Consider a daily data file import, 60k rows. The data is loaded, of course, row by agonizing row, into a temp table. The mighty DBA, with his scimitar, strikes a mighty blow and updates the destination tables in one enormous, amazing join. The update runs in production in under three minutes.

Yay! Everyone cries! We weep with the endless possibilities of mighty set based queries!

The DBA declares his work complete, shoulders his mighty scimitar, and departs for the land of milk and honey. And then one day, of course, the daily data import fails. Information from the SQL error about precisely what failed is sparse. None of the developers can get the mighty join to work, and nobody can figure out what is wrong. The person from the helpdesk says that the server probably ran out of memory.

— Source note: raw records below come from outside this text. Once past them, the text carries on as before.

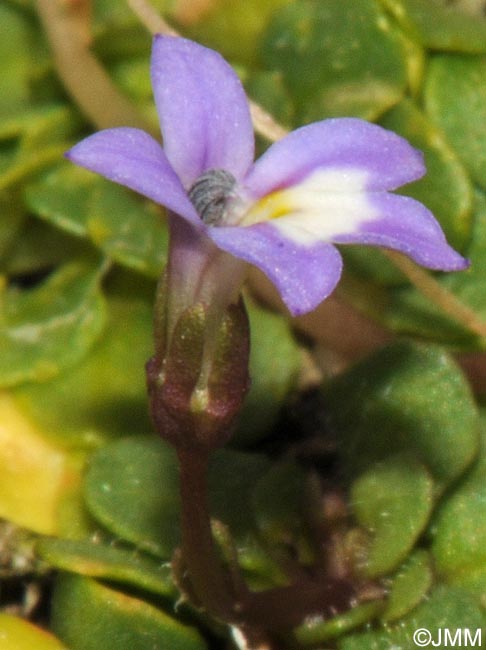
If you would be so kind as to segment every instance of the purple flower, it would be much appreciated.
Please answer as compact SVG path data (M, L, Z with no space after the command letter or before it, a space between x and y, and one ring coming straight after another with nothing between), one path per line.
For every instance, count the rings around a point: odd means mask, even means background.
M468 266L427 208L390 193L425 172L403 138L359 119L329 119L293 131L254 163L248 102L219 54L156 36L151 74L163 148L143 131L114 128L68 158L260 268L292 314L335 288L342 260L333 243L393 248L431 269Z

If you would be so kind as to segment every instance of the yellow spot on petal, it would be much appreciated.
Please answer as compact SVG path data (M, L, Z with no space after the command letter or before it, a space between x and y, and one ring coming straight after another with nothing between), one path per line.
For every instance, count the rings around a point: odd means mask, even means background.
M287 190L267 194L251 206L238 225L251 226L254 223L271 221L289 214L294 209L289 195L290 192Z

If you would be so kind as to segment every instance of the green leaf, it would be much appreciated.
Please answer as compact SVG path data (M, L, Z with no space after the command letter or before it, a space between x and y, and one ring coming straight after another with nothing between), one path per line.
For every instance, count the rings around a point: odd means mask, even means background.
M407 48L374 0L303 0L275 14L262 46L283 75L296 122L355 115L375 119L407 84Z
M449 243L464 250L471 235L473 188L456 153L441 131L410 100L395 106L381 124L423 151L427 174L403 193L432 210Z
M0 115L14 113L29 100L29 79L35 61L34 25L23 12L6 3L0 5Z
M212 0L202 10L183 3L175 5L173 16L185 26L185 33L222 52L230 60L254 64L258 39L271 17L287 0ZM177 10L179 5L179 10Z
M179 480L171 447L127 438L93 454L84 494L92 516L140 550L170 558L179 542Z
M91 348L105 323L104 265L80 260L35 289L7 289L0 321L0 385L45 381Z
M470 268L440 277L439 281L480 318L485 319L486 196L480 191L475 193L472 238L465 254L471 261ZM427 337L465 349L484 349L483 339L446 316L413 287L390 291L388 300L382 301L380 307L378 311L374 305L370 305L372 313L397 332Z
M52 627L71 650L204 650L194 628L153 605L89 578L58 577Z
M474 638L479 628L484 628L486 617L477 600L464 589L437 587L430 597L407 617L395 624L355 634L342 639L339 650L390 650L390 648L417 647L413 634L416 630L429 630L430 642L434 647L445 647L444 631L449 629L454 636L469 629ZM443 636L441 636L441 631ZM420 637L424 638L424 637ZM466 637L463 638L465 641Z
M458 156L442 132L409 99L388 111L380 124L424 152L427 174L402 193L426 205L438 219L449 243L464 251L471 236L473 188ZM387 285L405 282L380 249L345 246L343 255L348 268L360 278Z
M15 391L22 411L63 446L92 448L152 431L144 372L153 345L152 306L143 296L147 287L137 281L130 289L130 278L122 280L123 293L108 293L106 327L90 354L50 382Z
M416 607L433 582L432 563L426 551L415 551L391 580L383 621L396 621Z
M214 454L209 493L212 515L244 539L253 526L250 494L268 468L257 454ZM179 473L174 450L156 438L127 438L97 451L85 481L86 504L113 535L170 558L179 543Z
M37 553L50 567L129 585L159 596L175 595L171 568L153 559L91 541L45 538Z
M381 0L406 31L440 51L486 52L486 20L440 0Z
M5 217L8 218L7 214ZM21 217L17 237L12 239L1 263L7 276L29 281L73 259L93 257L93 248L87 242L52 228L35 217L25 218L23 207Z
M272 465L253 490L256 524L271 544L302 533L305 474L291 461Z
M433 527L432 551L447 580L462 581L485 572L486 562L486 420L477 463L444 501Z
M433 482L412 455L398 454L353 482L351 504L371 535L359 570L376 578L403 562L425 529L433 506Z
M486 33L483 40L486 46ZM483 189L486 189L485 76L486 57L443 54L431 60L424 85L427 112Z
M167 230L157 206L67 164L27 186L25 198L35 214L87 238L123 266L154 278L160 275Z
M281 316L247 302L250 318L251 385L230 444L253 444L276 424L290 391L296 387L302 354Z
M0 612L2 650L67 650L66 646L46 630Z
M329 382L324 395L350 476L410 451L442 489L476 455L477 408L464 376L441 348L389 345Z
M327 621L320 620L316 616L313 620L295 629L294 635L299 645L303 647L316 646L329 641L329 639L344 636L346 632L369 623L381 613L383 607L383 601L374 601L357 605L344 614L334 616Z

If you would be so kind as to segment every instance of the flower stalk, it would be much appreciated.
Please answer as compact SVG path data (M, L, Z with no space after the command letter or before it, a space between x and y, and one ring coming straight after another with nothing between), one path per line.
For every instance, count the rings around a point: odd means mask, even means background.
M376 245L432 269L460 270L429 210L394 193L425 172L400 136L354 118L309 124L256 162L250 107L231 67L183 38L156 36L152 85L164 147L136 128L110 128L67 157L165 206L169 259L147 363L152 419L180 463L188 590L216 618L252 632L349 606L349 576L303 576L250 592L215 546L207 503L211 453L231 435L248 388L249 327L240 290L249 265L294 316L336 287L334 244ZM253 636L255 636L253 634Z

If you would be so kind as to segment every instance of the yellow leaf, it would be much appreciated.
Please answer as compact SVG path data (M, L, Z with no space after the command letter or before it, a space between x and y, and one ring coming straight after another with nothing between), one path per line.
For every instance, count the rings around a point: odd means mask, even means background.
M8 393L0 393L0 517L38 533L56 532L69 481L67 454L43 439Z

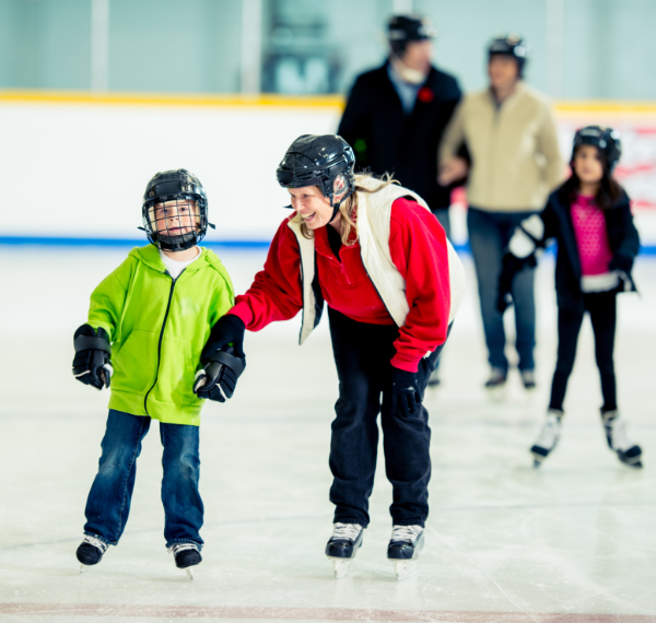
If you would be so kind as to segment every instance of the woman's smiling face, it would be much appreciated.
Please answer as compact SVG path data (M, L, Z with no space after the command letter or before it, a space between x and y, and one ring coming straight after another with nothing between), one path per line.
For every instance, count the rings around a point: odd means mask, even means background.
M292 199L292 208L300 214L308 230L318 230L330 223L332 208L330 199L324 197L318 186L288 188ZM339 213L335 220L339 219Z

One of the weakling developers pulls out his penknife and whittles out an SSIS package. Of course, it iterates through the input table row by agonizing row. But here is the deal: it processes until it abends. It fails on the offending record and writes out a meaningful error message. After the problem is fixed, the package can be safely restarted.

Yes, it processes row by agonizing row. Yes, it is inelegant, in fact, it is patently dumb. Yes, it violates the DBA canon and deserves to burn in the pyre. And yet, the process starts, runs, finishes without complaint, and never comes to our attention again.

Follow the guidance of your DBA about RBAR. However, remember that he or she is from a different land. Always do what makes sense. This goes double if you have SMS job failure messages streaming to your cellphone.